Figure above% util, that is, the disk I / O utilization, with the same CPU utilization, this value may also be more than 100% (the presence of the parallel I / O); rkB / s and wkB / s respectively read from the disk per second and write data amount, i.e. the throughput, in units of KB; index disk I / O processing time is r_await and w_await denote the read / write request processing completion response time, the svctm represents an average I / O processing required time, the index has been abandoned, no practical significance. r / s + w / s is IOPS index, respectively sent to a second number of disk read requests and write requests; aqu-sz denotes the length of the waiting queue.

and most of iostat output pidstat similar, except that it can review each process I / O real-time.
How to determine the index disk appeared abnormal?

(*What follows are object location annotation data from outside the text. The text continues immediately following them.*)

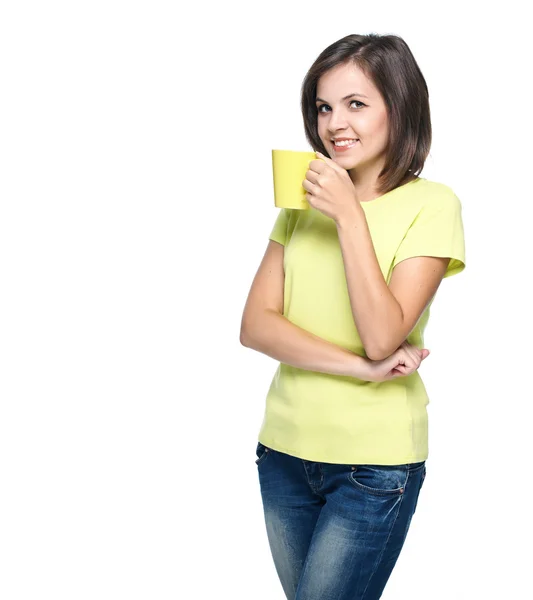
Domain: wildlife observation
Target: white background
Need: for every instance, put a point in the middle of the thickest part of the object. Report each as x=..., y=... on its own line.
x=136, y=204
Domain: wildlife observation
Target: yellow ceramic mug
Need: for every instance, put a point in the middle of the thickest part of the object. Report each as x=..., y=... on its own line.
x=289, y=168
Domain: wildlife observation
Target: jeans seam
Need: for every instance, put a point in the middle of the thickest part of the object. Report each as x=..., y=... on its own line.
x=378, y=562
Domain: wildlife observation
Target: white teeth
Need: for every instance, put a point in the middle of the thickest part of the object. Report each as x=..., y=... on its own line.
x=345, y=142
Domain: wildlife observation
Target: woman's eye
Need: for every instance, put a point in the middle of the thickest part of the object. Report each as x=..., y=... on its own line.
x=326, y=108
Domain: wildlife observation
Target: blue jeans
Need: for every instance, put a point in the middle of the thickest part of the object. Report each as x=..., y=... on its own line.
x=335, y=531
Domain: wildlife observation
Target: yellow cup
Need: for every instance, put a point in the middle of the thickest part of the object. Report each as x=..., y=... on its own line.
x=289, y=168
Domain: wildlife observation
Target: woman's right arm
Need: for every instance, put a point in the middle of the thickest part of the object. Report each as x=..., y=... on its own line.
x=265, y=329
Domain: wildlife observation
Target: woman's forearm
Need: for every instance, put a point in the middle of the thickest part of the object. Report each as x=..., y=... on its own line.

  1. When the disk I / O utilization for a long time more than 80%, or the response time is too large (for the SSD, from milliseconds to 0.0x 1.x ms range, mechanical disk typically 5ms ~ 10ms), usually means that the disk I / O there is a performance bottleneck;
  2. If large util%, while rkB / s and wkB / s is small, because there is generally more disk random access, the random access is best optimized for sequential read and write, (strace or blktrace observed by I / if O is continuously determined whether the behavior of sequential write, random access indicator should be concerned about IOPS, sequential read may be concerned about a certain index);
  3. If avgqu-sz relatively large, indicating there are many I / O request waiting in the queue. Generally, if the queue length of a single continuous over two disks, is generally believed that the presence of I / O performance problem with this disk.

3.4 Network
range covers a broad network concept in the application layer, transport layer, network layer, network interface layer has different indicators to measure. Here "network" we are discussing, especially network application layer, indicators are usually used as follows:

  1. Network bandwidth: represents the maximum transmission rate of the link;
  2. Network Throughput: indicates the amount of data successfully transmitted per unit time;
  3. Network Delay: indicates a request issued from the network until it receives a response to the distal end, the time required;
  4. Network connection and errors;


In general, the application layer network bottlenecks the following categories:

  1. Network bandwidth cluster or machine room where the saturation effects improve application QPS / TPS of;
  2. Abnormal network throughput occurs, such as a large number of data transfer interfaces, resulting in excessive bandwidth;
  3. Network connection exception or error;
  4. Network partition occurs.


Bandwidth and network throughput of these two indicators, we typically focus on the entire application can be directly obtained through the monitoring system, if there is a clear index rose over time, indicating that there is a network performance bottleneck. For stand-alone, network throughput can be obtained using the sar network interface, process.
Use ping or hping3 whether the network can get zoning, specific network delay occurs. For applications, we are more concerned about the delay of the entire link, you can get all aspects of the link delay information through the trace log after middleware Buried output.
Use netstat, ss and sar can get the number of network connections or network error. Excessive overhead caused by network links is great, one will take a file descriptor, and second, will take up the cache, so the system can support a number of network links is limited.
3.5 Tools Summary
can be seen that, when analyzing CPU, memory, disk and other performance indicators, there are several tools are high frequencies, such as top, vmstat, pidstat, slightly summarize here:

  1. CPU:top、vmstat、pidstat、sar、perf、jstack、jstat;
  2. 内存:top、free、vmstat、cachetop、cachestat、sar、jmap;
  3. Disk: top, iostat, vmstat, pidstat, du / df;
  4. Network: netstat, sar, dstat, tcpdump;
  5. Application: profiler, dump analysis.

 

Many of the above tools, most of which are used to view system level metrics, the application layer, in addition to a range of tools provided by the JDK, some commercial products such as gceasy.io (GC log analysis), fastthread.io (analysis thread dump log) is good.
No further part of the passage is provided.